Among the chemical modification techniques developed to date, surface grafting has emerged as a simple, useful, and versatile approach to improve surface properties of polymers for a wide variety of applications.
Grafting has several advantages: (1) the ability to modify the polymer surface to have very distinct properties through the choice of different monomers, (2) the ease and controllable introduction of graft chains with a high density and exact localization of graft chains to the surface with the bulk properties unchanged, and (3) covalent attachments of graft chains onto a polymer surface assuring long-term chemical stability of introduced chains, in contrast to physically coated polymer chains [31,44].

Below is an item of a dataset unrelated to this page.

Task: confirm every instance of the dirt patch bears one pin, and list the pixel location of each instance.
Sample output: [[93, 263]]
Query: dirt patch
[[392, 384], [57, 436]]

Many different synthetic routes can be employed to introduce graft chains onto the surface of polymeric substrates depending on a system of interest. Surface modification can be achieved by two methods : graft coupling and graft polymerization. The former is applied when reactive groups are present on the polymer surface that can undergo a condensation reaction with a second polymer chain to be grafted onto its surface. The latter does not require any reactive functional groups on the surface; instead the surface of the polymer must be initiated in order for graft polymerization to occur.
Graft co-polymerization is one of the promising methods of modification for various polymers and polymer materials. Initiation of the surface can be achieved via direct chemical modification, ozone, gamma rays, electron beams, glow discharge, corona discharge, or UV irradiation . The general scheme of how the surface of polymer can be grafted is reflected in Figure 4.1. There are two main approaches to graft co-polymerization of particular interest to nanofibers: radiation-induced graft co-polymerization and plasma-induced graft co-polymerization.